Joni Mitchell, Shine
Dame Joan gazes from her L.A. eyrie — and doesn't like what she sees.
In 2002, Joni Mitchell declared she was done with the music biz and would never, ever, make another album. I can't have been the only fan that didn't believe her. For, bless her, Dame Joan does love the sound of her own voice. On the Starbucks-spawned Shine, that nicotine-scorched instrument holds forth — as it has done since 1985's Dog Eat Dog — on the many ills that beset our world, its musical backdrop her favored spare setting (since 1994's Turbulent Indigo anyway) of piano, percussion and twittering soprano sax. Huskily it wails and rails on the Big Issues: war ("Strong and Wrong"), the environment ("This Place"); more war ("Bad Dreams are Good"), and more environment ("If I Had a Heart").

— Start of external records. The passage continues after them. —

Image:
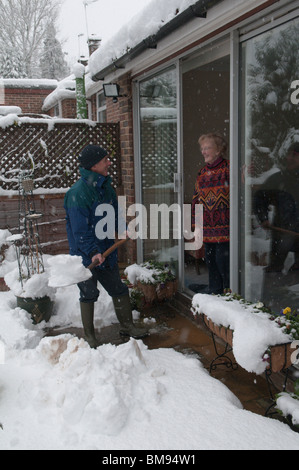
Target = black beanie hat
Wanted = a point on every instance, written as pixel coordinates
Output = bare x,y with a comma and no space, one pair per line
91,155
294,147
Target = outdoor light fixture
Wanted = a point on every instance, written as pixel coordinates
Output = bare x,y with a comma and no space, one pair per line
111,90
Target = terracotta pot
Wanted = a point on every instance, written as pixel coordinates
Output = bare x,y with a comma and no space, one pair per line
282,356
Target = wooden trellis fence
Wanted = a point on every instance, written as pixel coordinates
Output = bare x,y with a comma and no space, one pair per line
50,151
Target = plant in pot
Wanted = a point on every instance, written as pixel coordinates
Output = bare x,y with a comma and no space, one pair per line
29,280
155,280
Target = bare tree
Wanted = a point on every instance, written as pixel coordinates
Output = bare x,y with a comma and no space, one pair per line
23,26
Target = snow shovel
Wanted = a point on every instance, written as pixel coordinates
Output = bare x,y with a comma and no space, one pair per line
76,272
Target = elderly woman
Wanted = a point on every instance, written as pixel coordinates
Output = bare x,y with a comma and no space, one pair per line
212,191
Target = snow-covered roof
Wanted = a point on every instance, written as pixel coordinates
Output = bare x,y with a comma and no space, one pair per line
5,110
140,33
28,83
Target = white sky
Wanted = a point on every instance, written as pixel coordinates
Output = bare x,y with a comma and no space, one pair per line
104,18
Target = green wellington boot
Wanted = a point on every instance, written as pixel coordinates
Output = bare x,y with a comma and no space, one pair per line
123,312
87,315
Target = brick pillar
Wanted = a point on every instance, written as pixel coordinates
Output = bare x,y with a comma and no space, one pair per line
122,112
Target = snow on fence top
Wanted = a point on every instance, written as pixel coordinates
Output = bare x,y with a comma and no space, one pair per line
49,149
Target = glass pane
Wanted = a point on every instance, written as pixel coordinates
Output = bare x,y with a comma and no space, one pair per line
270,164
158,111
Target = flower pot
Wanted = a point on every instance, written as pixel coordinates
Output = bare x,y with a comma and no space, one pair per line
40,308
282,356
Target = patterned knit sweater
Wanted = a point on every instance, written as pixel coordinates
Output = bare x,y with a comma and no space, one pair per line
212,191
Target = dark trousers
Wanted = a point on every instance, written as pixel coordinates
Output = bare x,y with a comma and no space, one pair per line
109,278
217,259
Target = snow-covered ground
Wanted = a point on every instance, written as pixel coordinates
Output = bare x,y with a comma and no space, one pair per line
57,393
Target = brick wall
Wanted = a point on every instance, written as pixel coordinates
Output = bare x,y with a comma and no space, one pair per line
30,100
122,112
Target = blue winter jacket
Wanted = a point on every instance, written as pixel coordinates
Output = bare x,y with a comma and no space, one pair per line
84,208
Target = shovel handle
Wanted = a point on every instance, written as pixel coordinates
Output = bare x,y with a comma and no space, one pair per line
283,230
107,252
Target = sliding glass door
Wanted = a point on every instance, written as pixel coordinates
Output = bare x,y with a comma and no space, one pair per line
159,162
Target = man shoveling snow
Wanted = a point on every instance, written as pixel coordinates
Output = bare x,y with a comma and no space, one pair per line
82,204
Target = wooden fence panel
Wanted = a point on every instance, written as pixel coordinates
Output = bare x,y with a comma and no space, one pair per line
49,152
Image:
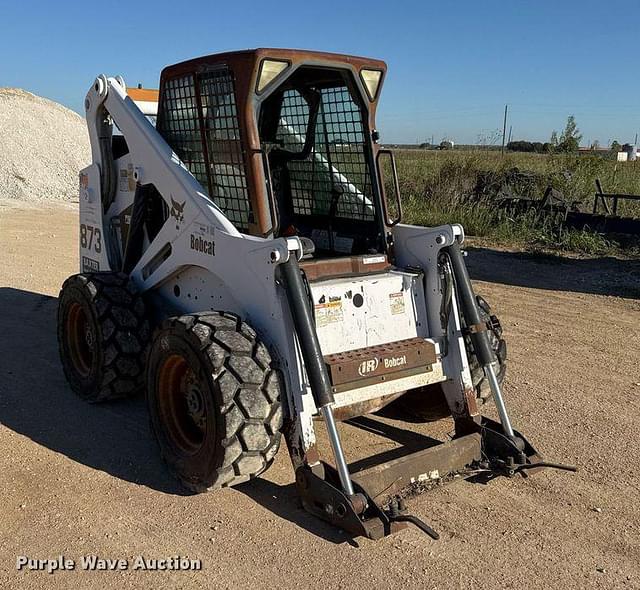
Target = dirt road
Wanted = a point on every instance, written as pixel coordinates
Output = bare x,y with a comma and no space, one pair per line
80,480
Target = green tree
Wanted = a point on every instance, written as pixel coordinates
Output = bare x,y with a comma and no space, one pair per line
571,136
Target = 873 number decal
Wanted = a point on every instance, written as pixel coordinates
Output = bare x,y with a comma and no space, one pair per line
90,238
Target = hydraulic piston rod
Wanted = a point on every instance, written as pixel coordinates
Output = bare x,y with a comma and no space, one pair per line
314,362
478,331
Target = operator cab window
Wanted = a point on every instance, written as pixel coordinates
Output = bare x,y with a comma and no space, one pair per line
197,117
314,129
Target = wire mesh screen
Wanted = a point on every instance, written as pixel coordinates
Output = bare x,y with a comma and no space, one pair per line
183,127
180,126
222,134
336,176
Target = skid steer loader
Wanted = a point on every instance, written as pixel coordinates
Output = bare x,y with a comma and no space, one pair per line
242,262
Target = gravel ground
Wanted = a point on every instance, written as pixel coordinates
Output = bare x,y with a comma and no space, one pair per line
80,479
43,146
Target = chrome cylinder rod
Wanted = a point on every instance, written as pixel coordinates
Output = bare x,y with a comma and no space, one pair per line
338,453
490,372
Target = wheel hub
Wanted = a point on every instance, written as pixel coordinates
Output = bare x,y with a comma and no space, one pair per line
195,401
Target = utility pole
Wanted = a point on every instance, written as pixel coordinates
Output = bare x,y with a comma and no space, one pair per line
504,127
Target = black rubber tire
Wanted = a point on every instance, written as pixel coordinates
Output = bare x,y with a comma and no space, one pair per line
116,333
429,404
239,390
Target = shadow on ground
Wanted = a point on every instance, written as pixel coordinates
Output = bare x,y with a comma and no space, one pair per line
597,276
36,401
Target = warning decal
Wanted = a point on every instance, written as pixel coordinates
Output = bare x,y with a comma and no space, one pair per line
396,303
328,313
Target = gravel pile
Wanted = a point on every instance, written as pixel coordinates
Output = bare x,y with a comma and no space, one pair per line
43,146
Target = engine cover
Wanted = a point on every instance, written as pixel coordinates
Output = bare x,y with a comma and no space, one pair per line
368,310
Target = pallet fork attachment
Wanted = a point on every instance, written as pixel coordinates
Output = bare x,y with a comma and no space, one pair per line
489,449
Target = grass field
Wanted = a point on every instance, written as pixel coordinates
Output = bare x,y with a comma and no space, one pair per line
437,187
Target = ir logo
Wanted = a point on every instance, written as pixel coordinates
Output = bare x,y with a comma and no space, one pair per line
367,367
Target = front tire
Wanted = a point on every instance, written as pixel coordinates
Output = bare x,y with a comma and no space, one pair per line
214,400
103,332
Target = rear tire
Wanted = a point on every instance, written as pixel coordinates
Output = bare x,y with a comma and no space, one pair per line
103,332
214,400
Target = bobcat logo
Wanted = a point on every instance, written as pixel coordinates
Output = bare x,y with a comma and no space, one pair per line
177,211
367,367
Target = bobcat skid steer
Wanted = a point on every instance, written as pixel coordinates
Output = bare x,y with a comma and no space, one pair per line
241,262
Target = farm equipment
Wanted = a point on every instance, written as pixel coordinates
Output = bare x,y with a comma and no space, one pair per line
242,263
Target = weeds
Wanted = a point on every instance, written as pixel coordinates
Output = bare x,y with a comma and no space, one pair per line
440,187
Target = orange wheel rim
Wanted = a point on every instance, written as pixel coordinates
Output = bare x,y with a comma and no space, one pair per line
81,339
181,404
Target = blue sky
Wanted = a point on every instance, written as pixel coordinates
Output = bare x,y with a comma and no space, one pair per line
452,65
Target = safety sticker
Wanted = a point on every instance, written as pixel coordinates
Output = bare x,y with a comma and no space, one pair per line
328,313
124,180
396,303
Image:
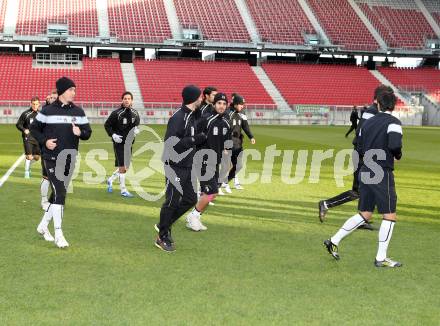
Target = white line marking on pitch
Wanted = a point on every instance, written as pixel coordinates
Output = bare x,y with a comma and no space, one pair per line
9,172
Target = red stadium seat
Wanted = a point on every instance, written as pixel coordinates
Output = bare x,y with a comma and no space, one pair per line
280,21
400,23
342,25
424,79
163,80
2,14
80,15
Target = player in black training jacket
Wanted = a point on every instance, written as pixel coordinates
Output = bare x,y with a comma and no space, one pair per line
217,129
354,117
380,144
122,123
181,140
58,128
31,148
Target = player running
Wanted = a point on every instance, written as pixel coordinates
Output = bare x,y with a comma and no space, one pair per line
58,129
380,143
216,127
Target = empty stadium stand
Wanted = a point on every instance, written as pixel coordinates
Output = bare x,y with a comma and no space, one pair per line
342,25
163,80
322,84
424,79
2,14
138,20
218,20
280,21
399,22
80,15
100,80
433,7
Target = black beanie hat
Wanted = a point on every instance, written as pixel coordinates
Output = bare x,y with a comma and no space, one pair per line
190,94
238,100
63,84
220,97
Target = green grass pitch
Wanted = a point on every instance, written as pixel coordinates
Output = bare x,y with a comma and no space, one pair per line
260,263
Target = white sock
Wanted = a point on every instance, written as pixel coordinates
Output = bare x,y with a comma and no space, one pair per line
47,217
114,176
57,212
27,165
122,182
349,226
44,189
385,233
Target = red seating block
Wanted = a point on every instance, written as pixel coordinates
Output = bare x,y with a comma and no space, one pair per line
163,80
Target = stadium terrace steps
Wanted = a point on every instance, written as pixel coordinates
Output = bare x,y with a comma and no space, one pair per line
314,21
368,24
400,22
102,11
8,16
248,21
342,25
138,21
218,21
322,84
434,9
430,19
80,15
100,80
132,84
416,79
271,89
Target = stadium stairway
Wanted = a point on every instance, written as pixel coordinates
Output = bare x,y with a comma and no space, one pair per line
368,24
383,80
428,17
315,23
102,11
11,17
248,21
271,89
173,20
132,84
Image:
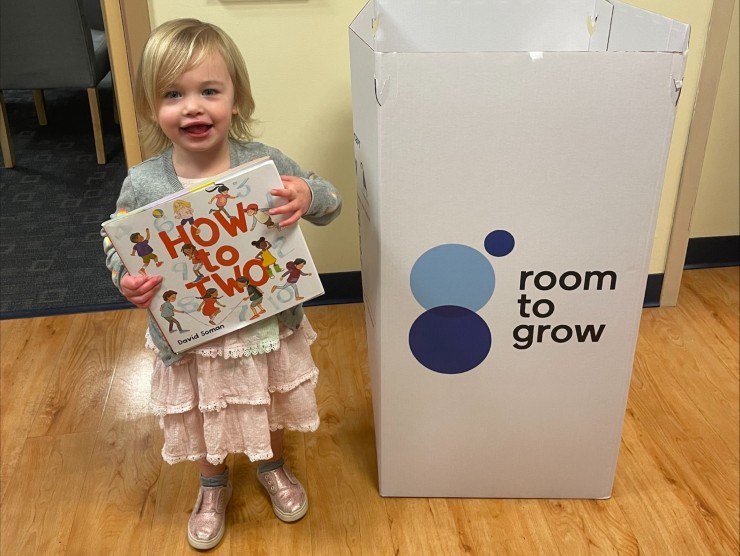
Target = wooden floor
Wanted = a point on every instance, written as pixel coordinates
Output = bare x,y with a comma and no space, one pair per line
81,471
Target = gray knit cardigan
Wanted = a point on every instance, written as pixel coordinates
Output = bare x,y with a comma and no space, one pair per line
156,178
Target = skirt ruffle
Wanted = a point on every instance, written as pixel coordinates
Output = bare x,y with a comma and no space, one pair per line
210,407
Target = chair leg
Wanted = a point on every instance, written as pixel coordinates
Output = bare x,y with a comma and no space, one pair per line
38,100
5,141
92,95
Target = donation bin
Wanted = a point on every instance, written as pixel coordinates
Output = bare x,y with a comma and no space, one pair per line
510,157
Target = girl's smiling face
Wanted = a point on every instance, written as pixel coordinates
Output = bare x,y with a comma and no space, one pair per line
195,111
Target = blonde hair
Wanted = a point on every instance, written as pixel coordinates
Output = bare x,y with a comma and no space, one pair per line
174,48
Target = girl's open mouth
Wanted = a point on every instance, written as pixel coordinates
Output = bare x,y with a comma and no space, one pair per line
196,130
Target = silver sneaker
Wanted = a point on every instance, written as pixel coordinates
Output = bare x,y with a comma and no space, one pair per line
289,499
207,523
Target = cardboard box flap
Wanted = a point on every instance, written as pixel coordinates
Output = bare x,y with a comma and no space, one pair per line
636,30
515,26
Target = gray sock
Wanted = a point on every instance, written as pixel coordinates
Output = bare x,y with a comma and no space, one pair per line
216,480
270,465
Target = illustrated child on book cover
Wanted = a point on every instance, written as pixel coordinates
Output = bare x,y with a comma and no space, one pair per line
222,197
295,271
168,310
144,250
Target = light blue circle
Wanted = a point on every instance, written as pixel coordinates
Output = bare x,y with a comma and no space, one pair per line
452,274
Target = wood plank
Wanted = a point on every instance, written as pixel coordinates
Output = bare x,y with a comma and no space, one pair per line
29,354
120,490
80,377
44,494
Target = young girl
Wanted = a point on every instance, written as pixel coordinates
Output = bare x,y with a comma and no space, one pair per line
238,393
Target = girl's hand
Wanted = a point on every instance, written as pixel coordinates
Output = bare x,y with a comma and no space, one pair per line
298,195
139,289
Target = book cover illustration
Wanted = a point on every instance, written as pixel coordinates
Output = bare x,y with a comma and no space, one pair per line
225,262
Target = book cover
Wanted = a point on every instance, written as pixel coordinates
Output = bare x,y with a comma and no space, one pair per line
225,262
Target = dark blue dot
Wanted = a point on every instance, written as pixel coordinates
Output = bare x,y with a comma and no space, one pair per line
450,339
499,243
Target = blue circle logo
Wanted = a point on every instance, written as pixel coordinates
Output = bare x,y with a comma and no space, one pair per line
452,282
452,274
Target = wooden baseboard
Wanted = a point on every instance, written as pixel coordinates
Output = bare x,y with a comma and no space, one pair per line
339,287
712,252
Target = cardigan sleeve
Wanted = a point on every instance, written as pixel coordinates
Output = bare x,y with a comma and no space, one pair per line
126,202
326,203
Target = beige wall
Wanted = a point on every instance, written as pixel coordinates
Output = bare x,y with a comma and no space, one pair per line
717,211
297,53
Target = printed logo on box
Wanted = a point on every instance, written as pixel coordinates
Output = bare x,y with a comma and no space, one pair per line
452,282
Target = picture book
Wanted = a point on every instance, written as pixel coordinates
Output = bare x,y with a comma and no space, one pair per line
225,261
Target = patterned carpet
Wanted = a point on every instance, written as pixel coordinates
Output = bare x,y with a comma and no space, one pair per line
51,206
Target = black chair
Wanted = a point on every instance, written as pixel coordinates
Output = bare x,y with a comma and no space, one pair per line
49,44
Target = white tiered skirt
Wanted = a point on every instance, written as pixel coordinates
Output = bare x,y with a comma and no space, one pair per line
228,395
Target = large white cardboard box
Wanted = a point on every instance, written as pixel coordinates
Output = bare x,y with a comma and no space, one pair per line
510,157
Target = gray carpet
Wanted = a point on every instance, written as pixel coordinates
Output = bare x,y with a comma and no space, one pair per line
51,206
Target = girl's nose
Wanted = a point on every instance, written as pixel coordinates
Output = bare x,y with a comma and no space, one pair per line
192,105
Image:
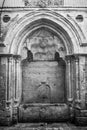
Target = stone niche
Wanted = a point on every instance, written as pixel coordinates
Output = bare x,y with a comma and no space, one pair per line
43,73
43,78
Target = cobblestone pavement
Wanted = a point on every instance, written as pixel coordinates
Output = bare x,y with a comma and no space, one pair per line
43,126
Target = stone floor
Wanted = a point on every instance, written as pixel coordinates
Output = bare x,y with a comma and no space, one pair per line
43,126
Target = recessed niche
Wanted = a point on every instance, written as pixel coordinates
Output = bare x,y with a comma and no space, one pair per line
6,18
79,18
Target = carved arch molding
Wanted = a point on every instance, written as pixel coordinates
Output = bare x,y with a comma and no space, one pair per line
43,36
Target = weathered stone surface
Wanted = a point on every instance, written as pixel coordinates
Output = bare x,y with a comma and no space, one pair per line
43,112
43,82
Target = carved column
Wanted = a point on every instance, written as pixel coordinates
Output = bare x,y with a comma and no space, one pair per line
69,85
9,81
77,100
17,78
68,75
17,86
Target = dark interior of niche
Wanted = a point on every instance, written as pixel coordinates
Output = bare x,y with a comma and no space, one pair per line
79,18
6,18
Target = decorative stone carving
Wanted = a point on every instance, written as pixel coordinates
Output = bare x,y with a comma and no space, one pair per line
43,44
44,92
43,3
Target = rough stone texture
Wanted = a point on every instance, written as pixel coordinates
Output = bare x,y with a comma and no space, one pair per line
43,113
43,82
44,126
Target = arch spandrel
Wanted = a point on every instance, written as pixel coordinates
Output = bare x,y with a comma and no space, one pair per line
61,26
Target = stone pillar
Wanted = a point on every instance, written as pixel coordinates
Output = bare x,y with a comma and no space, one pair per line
17,87
69,85
80,99
77,98
5,89
68,76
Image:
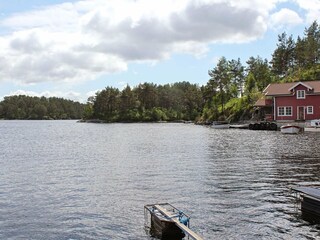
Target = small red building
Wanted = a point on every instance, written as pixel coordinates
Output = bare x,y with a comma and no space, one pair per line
296,101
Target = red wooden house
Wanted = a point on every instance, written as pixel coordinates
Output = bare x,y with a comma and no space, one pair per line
296,101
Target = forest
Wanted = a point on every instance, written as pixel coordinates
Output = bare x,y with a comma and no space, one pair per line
230,93
26,107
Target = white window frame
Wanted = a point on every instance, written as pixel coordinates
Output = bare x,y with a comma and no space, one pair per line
309,109
287,111
301,94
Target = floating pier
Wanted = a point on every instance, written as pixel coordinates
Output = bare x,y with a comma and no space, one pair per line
164,221
310,202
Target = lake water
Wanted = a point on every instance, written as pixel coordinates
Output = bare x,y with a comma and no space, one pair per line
69,180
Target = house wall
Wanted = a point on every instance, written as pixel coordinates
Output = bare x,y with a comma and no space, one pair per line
292,101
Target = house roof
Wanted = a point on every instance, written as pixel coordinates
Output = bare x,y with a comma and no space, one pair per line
263,102
285,88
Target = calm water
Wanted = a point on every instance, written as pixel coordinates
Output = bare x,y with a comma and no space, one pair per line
68,180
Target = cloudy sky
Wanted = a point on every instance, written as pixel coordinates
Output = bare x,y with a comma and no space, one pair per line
72,48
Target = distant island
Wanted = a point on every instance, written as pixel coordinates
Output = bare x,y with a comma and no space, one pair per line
230,93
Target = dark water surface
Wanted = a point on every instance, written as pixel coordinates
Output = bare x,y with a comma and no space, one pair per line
68,180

Mitchell gazes down from her L.A. eyrie and likes not what she sees.
Most of the time the spiky self-righteousness is redeemed by the mournful melodicism: there are magical passages on "If I Had a Heart" and "Hana," on "Bad Dreams Are Good" and "Night of the Iguana." But revisiting the 1970 ecology classic "Big Yellow Taxi" is a letdown and the closing adaptation of Rudyard Kipling's famous poem "If" (with Herbie Hancock on piano) drones on interminably. Joni's last truly great song may have been "Man from Mars" on 1998's Taming the Tiger, her last great performance the stunning re-arrangement of "Amelia" on 2002's Travelogue. Nothing on Shine touches either of those.